Karius was assessed by Liverpool’s medical team after the match but, although the goalkeeper had signalled to the referee that he had been struck by Sergio Ramos’s elbow, there was no on-field call for treatment and the incident was only widely picked up following replays. Liverpool have not commented on the precise chronology of Karios’ treatment but, upon learning that he was going to America for a holiday, there was sufficient concern to recommend tests with experts at the Massachusetts General Hospital. Those tests took place on May 31 and, in conjunction with Karius, the concussion diagnosis was released on Monday.

Dr Stewart, who is leading new research into the incidence of neurological disease in football, sympathised with the immediate difficulty of spotting a problem but was damning in his assessment of the wider concussion guidelines.

"It's only with the benefit of hindsight you go back and say maybe that slight blow could have been a significant injury,” said Dr Stewart. “But football is operating in the last century in terms of brain injury management. In its immediate pitch-side management and the way the medics are left to deal with this, they are handcuffed.

"Football doesn't allow an interchange for a player to be assessed to see if he has a brain injury; doesn't allow significant time for the medics to assess the player; doesn't have a video review of events to be able say if there was a glancing blow on my goalkeeper's head which I didn't notice. It's unacceptable in 2018 that it should be this way."

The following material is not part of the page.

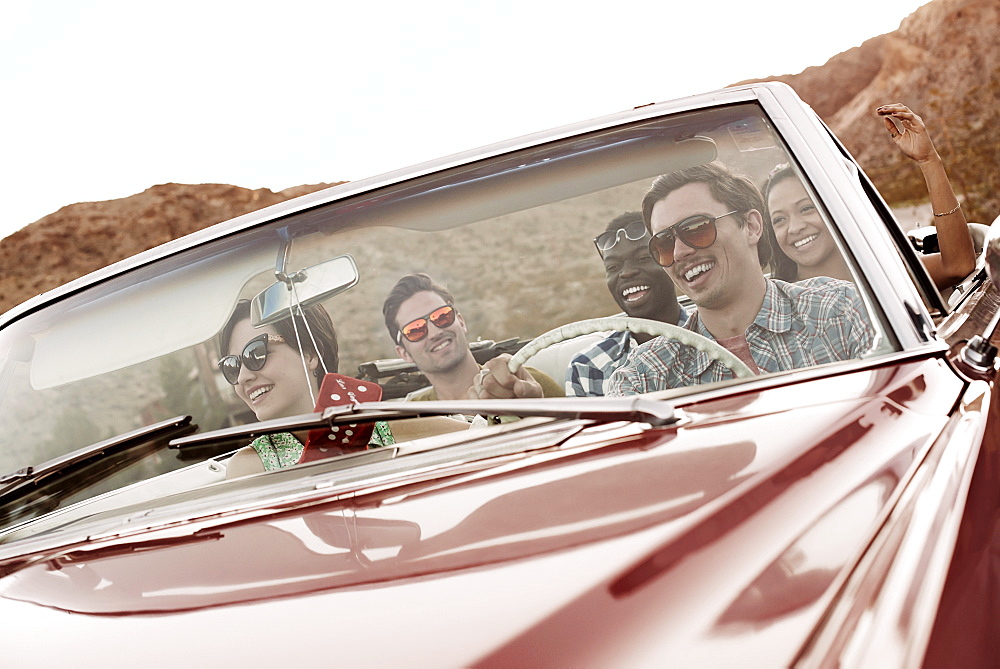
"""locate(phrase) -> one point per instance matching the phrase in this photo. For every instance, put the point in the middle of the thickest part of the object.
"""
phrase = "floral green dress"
(282, 449)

McCabe and Twellman believe that the potential severity of the Karius situation could have been grasped with better procedures. “In the biggest game in club football, it is alarming to hear that a player has played nearly half a match with a potential concussion,” said McCabe.

“It strikes me as hard to believe nobody spotted it at the time, when he was showing the referee he had been elbowed. What were the assistant referees’ behind the goal doing?”

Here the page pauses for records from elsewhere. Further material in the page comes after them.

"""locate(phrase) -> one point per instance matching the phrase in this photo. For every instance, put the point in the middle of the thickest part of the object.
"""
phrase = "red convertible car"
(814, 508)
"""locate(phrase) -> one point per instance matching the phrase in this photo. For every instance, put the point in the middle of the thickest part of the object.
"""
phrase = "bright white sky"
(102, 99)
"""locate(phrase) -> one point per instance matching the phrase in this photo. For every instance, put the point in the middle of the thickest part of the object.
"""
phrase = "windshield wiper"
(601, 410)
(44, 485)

Twellman said that it underlined the urgent need for video technology to help medics during games. “If you had an independent doctor with access to all those cameras you can make a more educated decision,” said Twellman. “The reality is he got hit in the head. It’s fact. Sergio Ramos should have been red-carded and Karius should have come off the field.”

Ramos, with whom Mohamed Salah also tangled before being forced off with a shoulder injury, remained unrepentant on Tuesday. "I am only missing Roberto Firmino saying he got a cold because a drop of my sweat landed on him," said Ramos. "Bloody hell, they have given this Salah thing a lot of attention. He could have played if he got an injection for the second half. After that the goalkeeper says I dazed him.”

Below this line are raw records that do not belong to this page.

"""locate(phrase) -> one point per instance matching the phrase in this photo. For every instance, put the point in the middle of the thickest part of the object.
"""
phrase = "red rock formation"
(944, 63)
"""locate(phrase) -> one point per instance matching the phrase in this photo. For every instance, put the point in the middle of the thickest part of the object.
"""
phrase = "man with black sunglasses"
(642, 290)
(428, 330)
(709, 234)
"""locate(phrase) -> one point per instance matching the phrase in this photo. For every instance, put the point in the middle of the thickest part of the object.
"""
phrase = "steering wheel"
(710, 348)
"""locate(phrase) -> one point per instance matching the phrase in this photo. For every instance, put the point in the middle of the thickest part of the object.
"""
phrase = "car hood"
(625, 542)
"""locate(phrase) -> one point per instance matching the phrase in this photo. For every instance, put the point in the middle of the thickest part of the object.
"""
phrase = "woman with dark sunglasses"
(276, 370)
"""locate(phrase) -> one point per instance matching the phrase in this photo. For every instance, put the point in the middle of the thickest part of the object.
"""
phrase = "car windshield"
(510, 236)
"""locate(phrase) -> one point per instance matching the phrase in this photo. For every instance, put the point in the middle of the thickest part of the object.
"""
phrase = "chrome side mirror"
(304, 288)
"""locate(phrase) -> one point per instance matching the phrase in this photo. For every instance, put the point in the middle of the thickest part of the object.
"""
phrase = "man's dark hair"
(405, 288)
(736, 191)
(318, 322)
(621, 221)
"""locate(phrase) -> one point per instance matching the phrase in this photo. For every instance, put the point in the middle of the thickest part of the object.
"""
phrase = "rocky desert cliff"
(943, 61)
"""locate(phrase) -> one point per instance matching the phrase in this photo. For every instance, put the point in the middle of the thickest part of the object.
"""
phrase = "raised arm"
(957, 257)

Uefa are currently reviewing their concussion protocols and, after a rule change by the International Football Association Board, are planning to allow video footage in technical areas.

The Premier League and the Football Association introduced a new ‘If In Doubt, Sit Them Out’ concussion protocol in 2015. There is an additional independent touchline doctor to assist club medics at every game but final decisions rest with club staff. Video technology is frequently used but not mandatory.

In American Football, there is an unaffiliated neurotrauma consultant on each sideline during a game to assist in diagnosing concussion injuries, as well as a certified athletic trainer studying video monitors from the press box.

Twellman, whose own career in Major League Soccer was ended at the age of 28, described football’s various protocols as “eye-candy”. He said: “They don’t truly care. It says it all that, after the World Cup final in 2014, when Cristoph Kramer did not know where he was but played on for 14 minutes, we are no further on. The governing bodies don’t take it seriously enough.”

Headway want to work with football to improve guidelines.

“The independent doctor makes perfect sense,” said McCabe. “Concussion substitutes would also be an entirely sensible way forward. You could bring a player in and the team would not be disadvantaged while they made the assessment. It is common sense.”